Supercomputing is widely used in Drug Design (the process of finding medicines for disease for which there are no or insufficient treatments), with many projects active in this field just like RISC2.
Sometimes, when there is no previous knowledge of the biological target, just like what happened with COVID-19, discovering new drugs requires creating from scratch new molecules [Novartis]. This process involves billion dollar investments to produce and test thousands of molecules and it usually has a low success rate: only about 12% of potential drugs entering the clinical development are approved [Engitix]. The whole process from identifying a possible compound to the end of the clinical trial can take up to 10 years. Nowadays there is an uneven coverage of disease: most of the compounds are used for genetic conditions, while only a few antiviral and antibiotics have been found.
The search for candidate drugs occurs mainly through two different approaches: high-throughput screening and virtual screening. The first one is more reliable but also very expensive and time consuming: it is usually applied when dealing with well-known targets by mainly pharmaceutical companies. The second approach is a good compromise between cost and accuracy and is typically applied against relatively new targets, in academics laboratories, where it is also used to discover or understand better mechanisms of these targets. [Liu2016]
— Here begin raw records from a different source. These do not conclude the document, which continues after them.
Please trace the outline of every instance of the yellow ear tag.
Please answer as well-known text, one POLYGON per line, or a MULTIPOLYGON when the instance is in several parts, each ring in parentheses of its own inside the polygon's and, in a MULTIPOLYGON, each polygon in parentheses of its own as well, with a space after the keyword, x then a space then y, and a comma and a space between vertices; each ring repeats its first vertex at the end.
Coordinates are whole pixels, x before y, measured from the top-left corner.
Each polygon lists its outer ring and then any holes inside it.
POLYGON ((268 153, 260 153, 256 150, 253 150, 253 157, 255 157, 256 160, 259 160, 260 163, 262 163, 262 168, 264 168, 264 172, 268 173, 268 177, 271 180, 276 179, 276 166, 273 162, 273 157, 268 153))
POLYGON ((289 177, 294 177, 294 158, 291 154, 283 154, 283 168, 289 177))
Candidate drugs are usually small molecules that bind to a specific protein or part of it, inhibiting the usual activity of the protein itself. For example, binding the correct ligand to a vial enzyme may stop viral infection. In the process of virtual screening million of compounds are screened against the target protein at different levels: the most basic one simply takes into account the shape to correctly fit into the protein, at higher level also other features are considered as specific interactions, protein flexibility, solubility, human tolerance, and so on. A “score” is assigned to each docked ligand: compounds with highest score are further studied. With massively parallel computers, we can rapidly filter extremely large molecule databases (e.g. billions of molecules).
The current computational power of HPC clusters allow us to analyze up to 3 million compounds per second [Exscalate]. Even though vaccines were developed remarkably quickly, effective drug treatments for people already suffering from covid-19 were very fresh at the beginning of the pandemic. At that time, supercomputers around the world were asked to help with drug design, a real-world example of the power of Urgent Computing. CINECA participates in Exscalate4cov [Exscalate4Cov], currently the most advanced center of competence for fighting the coronavirus, combining the most powerful supercomputing resources and Artificial Intelligence with experimental facilities and clinical validation.
[Liu2016] T. Liu, D. Lu, H. Zhang, M. Zheng, H. Yang, Ye. Xu, C. Luo, W. Zhu, K. Yu, and H. Jiang, “Applying high-performance computing in drug discovery and molecular simulation” Natl Sci Rev. 2016 Mar; 3(1): 49–63.